Speech in full:
It is a pleasure to follow the hon. Member for Bradford West (Naz Shah).
I want to start by congratulating the Government on what today’s IMF report says about economic growth last year. Despite what some Opposition Members have said, the fact is that we had the fastest-growing economy in the G7 last year, with a growth rate of 4.1%. Our economy grew twice as fast as America and Germany, 1.5 times as fast as France and almost three times as fast as Japan. Those are the facts.
I turn to the Opposition motion. I will address first the policy, then the motion itself, and finally the politics. On policy, I think there is some agreement between our position, Labour’s and the SNP’s. We want a tax system that is fair—clearly people who are better off need to pay their fair share of tax—but that is also attractive to internationally mobile people, whether they are overseas students or international businesspeople. Thirty-five jurisdictions around the world have regimes involving temporary residence tax schemes similar to the non-dom scheme. They might go by different names, but they have the same basis. If people are in a country for a certain length of time but it is not their permanent destination, they should be subject to a regime whereby they pay tax on their local income but not on their international income, and, in fact, I think that that is Labour’s policy.
As for the non-dom scheme in the UK, this Government reduced the period to 15 years—it was previously a permanent scheme—and I think that that was the right thing to do, although questions are being asked about whether it should be reduced further, to 10 years or five. There are also problems that have been rightly ridiculed in the media. For example, people have previously been able to inherit non-dom status. There is also no clear legal definition of “domicile”, although it ought to be crystal clear. I would certainly welcome reforms to the regime. Labour says that it would abolish non-dom status, but I suspect that it would just introduce a new regime that would do remarkably similar things to ensure that internationally mobile people who bring benefits to the economy can come here.
As for the economic impact of scrapping non-dom status, I asked the hon. Member for Ealing North (James Murray) why he thought the previous Labour Prime Ministers, Tony Blair and Gordon Brown, had not done it, and gave him the answer: they had carried out a review and concluded that, overall, the benefits of non-dom status were greater than the cost and so it brought a net benefit to the economy. There is a spectrum of data, and we do need the data, but if the regime were scrapped and everyone who abided by it suddenly fled in a mass wealth exodus, there would clearly be a huge net loss to the Treasury, whereas if it were scrapped and not replaced with anything, and all those people stayed here and suddenly started paying tax on their overseas earnings, the £3.2 billion a year that we have heard about would clearly bring a net benefit. What really matters is what the response would be among existing non-dom people but also among future ones who might not come to the UK as a result. It is necessary to have the precise data to create the optimum scheme, so that we not only raise revenue for the UK Government to pay for public services but ensure that people pay their fair share.

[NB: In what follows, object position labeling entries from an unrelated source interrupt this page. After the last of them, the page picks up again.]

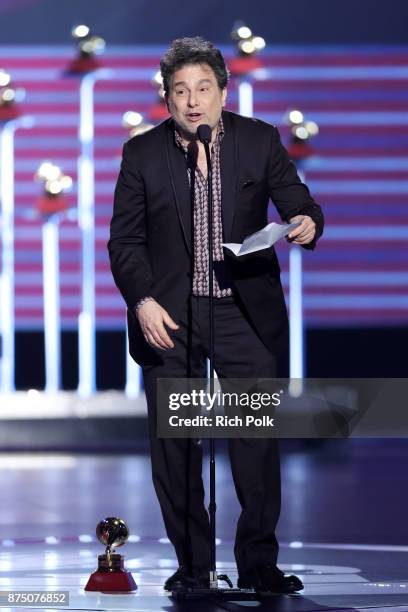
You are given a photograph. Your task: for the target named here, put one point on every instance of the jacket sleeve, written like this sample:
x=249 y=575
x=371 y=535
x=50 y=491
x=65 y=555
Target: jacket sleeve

We clearly should not publish Treasury advice, as the motion suggests, for all the reasons given by my right hon. and learned Friend the Member for Northampton North (Michael Ellis).

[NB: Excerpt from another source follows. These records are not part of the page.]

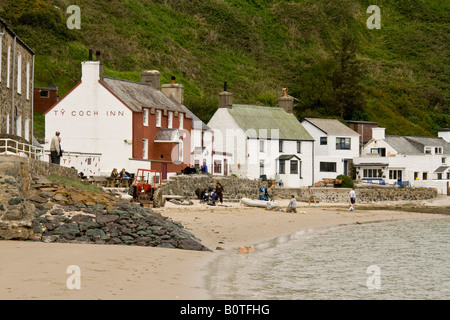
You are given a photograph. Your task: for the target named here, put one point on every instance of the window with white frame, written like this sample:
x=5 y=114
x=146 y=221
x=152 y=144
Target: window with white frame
x=19 y=73
x=144 y=148
x=158 y=118
x=1 y=53
x=8 y=66
x=19 y=126
x=28 y=81
x=27 y=129
x=294 y=167
x=170 y=120
x=181 y=120
x=145 y=117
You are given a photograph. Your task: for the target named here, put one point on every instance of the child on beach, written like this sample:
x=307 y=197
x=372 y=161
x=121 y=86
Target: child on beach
x=311 y=197
x=352 y=196
x=292 y=207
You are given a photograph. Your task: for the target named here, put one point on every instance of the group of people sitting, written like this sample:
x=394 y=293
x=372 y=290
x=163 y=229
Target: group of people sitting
x=195 y=169
x=210 y=195
x=122 y=174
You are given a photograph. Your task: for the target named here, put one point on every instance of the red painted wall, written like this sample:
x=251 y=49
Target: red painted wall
x=160 y=152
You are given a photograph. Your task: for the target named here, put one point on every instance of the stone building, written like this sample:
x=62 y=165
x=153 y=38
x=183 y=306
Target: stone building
x=16 y=84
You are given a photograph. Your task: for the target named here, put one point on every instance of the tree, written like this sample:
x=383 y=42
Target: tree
x=346 y=79
x=332 y=87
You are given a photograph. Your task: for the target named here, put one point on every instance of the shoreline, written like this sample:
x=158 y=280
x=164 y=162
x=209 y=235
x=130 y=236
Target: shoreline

Finally, let me comment on the politics: why does Labour keep focusing on this one issue rather than many others that are actually more important? It is all about politics. Labour is the party of envy, and we are the party of aspiration. We are the party of workers. We have reduced tax on working people, we have increased funding for the NHS to historically record levels, and all that Labour Members are trying to do is play politics with us.